How to prevent a technology from pushing you out.
Maybe you have ever heard of Stendhal syndrome.
Technically it´s an indisposition due to an exposition to a work of art of extreme beauty.
If this ever happens to me, it won’t be because of a Picasso.
It will be because of a Tesla.
This week they have shown that it already reaches 348 km/h.
And that’s important because when cars drive themselves, very soon, speed limits will be something different.
And yes, those who build speed radars will go bankrupt.
Because that information will already be in the cars.
Doesn’t it seem reasonable?
But let me point out, my internet friend, that the speed camera vendors won’t see the end coming until it’s upon them.
Some will see it, but most of them will be like that cab driver who last year in Barcelona looked at the address on a paper street map.
He nervously turned the pages at every traffic light.
In the same way that the thousands of research groups and institutions that live off traditional clinical research will not see their end coming.
Look, for example:
The ones that make their living from having human beings, not monkeys, but human beings filling out CRFs.

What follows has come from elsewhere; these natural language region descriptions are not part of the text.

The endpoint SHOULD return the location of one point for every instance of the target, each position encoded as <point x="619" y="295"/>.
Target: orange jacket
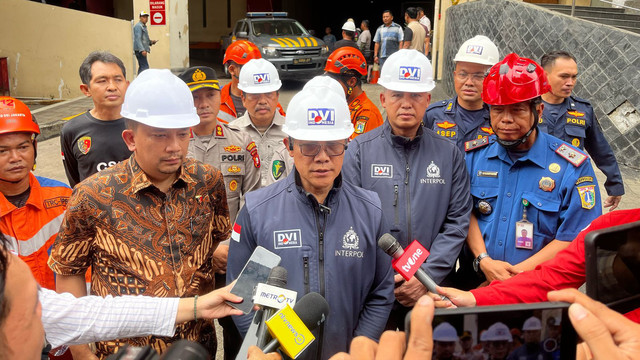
<point x="227" y="111"/>
<point x="365" y="116"/>
<point x="32" y="228"/>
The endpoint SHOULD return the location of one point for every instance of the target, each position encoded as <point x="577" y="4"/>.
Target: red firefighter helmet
<point x="15" y="116"/>
<point x="241" y="52"/>
<point x="346" y="58"/>
<point x="514" y="79"/>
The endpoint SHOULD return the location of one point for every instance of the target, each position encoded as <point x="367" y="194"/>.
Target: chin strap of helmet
<point x="512" y="144"/>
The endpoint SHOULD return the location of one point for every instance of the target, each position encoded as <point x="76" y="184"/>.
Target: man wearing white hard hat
<point x="324" y="229"/>
<point x="260" y="85"/>
<point x="465" y="117"/>
<point x="532" y="348"/>
<point x="444" y="341"/>
<point x="148" y="225"/>
<point x="420" y="177"/>
<point x="348" y="35"/>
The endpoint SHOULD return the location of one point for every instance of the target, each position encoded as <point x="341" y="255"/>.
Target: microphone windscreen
<point x="312" y="309"/>
<point x="278" y="277"/>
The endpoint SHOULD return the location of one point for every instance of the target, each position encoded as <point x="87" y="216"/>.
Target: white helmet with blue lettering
<point x="407" y="70"/>
<point x="259" y="76"/>
<point x="320" y="114"/>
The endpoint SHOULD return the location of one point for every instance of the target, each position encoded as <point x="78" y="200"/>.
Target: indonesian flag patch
<point x="235" y="235"/>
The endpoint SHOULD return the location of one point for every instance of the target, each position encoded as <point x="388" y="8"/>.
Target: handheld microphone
<point x="392" y="247"/>
<point x="312" y="310"/>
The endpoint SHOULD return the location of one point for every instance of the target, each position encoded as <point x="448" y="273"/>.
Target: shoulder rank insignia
<point x="572" y="155"/>
<point x="476" y="144"/>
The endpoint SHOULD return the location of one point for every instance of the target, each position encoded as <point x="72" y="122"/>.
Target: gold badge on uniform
<point x="547" y="184"/>
<point x="554" y="168"/>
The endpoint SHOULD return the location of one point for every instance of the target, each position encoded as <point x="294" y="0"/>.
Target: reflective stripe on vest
<point x="30" y="246"/>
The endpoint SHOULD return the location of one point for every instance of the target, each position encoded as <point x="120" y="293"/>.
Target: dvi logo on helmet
<point x="259" y="79"/>
<point x="410" y="73"/>
<point x="474" y="49"/>
<point x="321" y="116"/>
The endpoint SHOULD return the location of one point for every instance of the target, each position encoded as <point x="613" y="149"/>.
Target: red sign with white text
<point x="414" y="255"/>
<point x="158" y="12"/>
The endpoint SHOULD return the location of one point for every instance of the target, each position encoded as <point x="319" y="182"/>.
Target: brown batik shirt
<point x="139" y="240"/>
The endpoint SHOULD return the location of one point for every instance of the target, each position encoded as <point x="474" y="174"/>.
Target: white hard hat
<point x="498" y="332"/>
<point x="532" y="323"/>
<point x="317" y="113"/>
<point x="445" y="332"/>
<point x="349" y="26"/>
<point x="259" y="76"/>
<point x="407" y="70"/>
<point x="160" y="99"/>
<point x="478" y="50"/>
<point x="325" y="81"/>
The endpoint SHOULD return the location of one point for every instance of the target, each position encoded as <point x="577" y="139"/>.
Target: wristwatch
<point x="476" y="261"/>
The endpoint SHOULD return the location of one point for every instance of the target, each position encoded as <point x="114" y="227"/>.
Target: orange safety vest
<point x="32" y="228"/>
<point x="227" y="111"/>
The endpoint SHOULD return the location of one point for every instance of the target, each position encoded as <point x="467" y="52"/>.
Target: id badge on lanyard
<point x="524" y="230"/>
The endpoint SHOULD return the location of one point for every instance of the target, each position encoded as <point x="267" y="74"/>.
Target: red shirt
<point x="565" y="270"/>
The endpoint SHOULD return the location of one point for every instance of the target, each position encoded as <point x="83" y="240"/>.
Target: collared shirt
<point x="32" y="228"/>
<point x="142" y="241"/>
<point x="267" y="143"/>
<point x="236" y="156"/>
<point x="69" y="320"/>
<point x="389" y="38"/>
<point x="562" y="197"/>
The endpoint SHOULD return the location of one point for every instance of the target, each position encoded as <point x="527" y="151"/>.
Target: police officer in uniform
<point x="527" y="179"/>
<point x="572" y="119"/>
<point x="466" y="116"/>
<point x="235" y="154"/>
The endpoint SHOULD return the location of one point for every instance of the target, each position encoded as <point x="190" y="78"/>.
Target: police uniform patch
<point x="360" y="126"/>
<point x="277" y="169"/>
<point x="570" y="154"/>
<point x="233" y="185"/>
<point x="554" y="168"/>
<point x="587" y="196"/>
<point x="84" y="144"/>
<point x="476" y="144"/>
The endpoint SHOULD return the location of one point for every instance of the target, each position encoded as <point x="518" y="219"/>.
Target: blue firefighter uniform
<point x="451" y="121"/>
<point x="557" y="182"/>
<point x="328" y="248"/>
<point x="575" y="122"/>
<point x="423" y="186"/>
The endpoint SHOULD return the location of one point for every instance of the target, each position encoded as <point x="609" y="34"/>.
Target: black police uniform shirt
<point x="90" y="145"/>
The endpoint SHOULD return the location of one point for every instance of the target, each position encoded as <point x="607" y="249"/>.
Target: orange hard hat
<point x="344" y="59"/>
<point x="15" y="116"/>
<point x="241" y="52"/>
<point x="514" y="79"/>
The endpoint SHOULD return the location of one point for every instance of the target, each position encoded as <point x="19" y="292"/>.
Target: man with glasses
<point x="465" y="117"/>
<point x="324" y="229"/>
<point x="420" y="177"/>
<point x="259" y="84"/>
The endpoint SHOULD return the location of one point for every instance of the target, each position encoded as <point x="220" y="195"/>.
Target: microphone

Those that make a living from telephoning doctors or sending them emails so that they can invent their prescription habits
Those who charge millions of dollars for setting up phase II clinical trials, when it could be solved with Real World Data.
Those who bet huge amounts on molecules that will fail, when a mathematical model could anticipate this result.
Those who make trial protocols by asking experts, without looking at the evidence that is generated every day in care centers.
All this is bad for patients and good for a few.
Very good for those who have already figured it out and are publishing 2x, 3x, using the technology of 2022.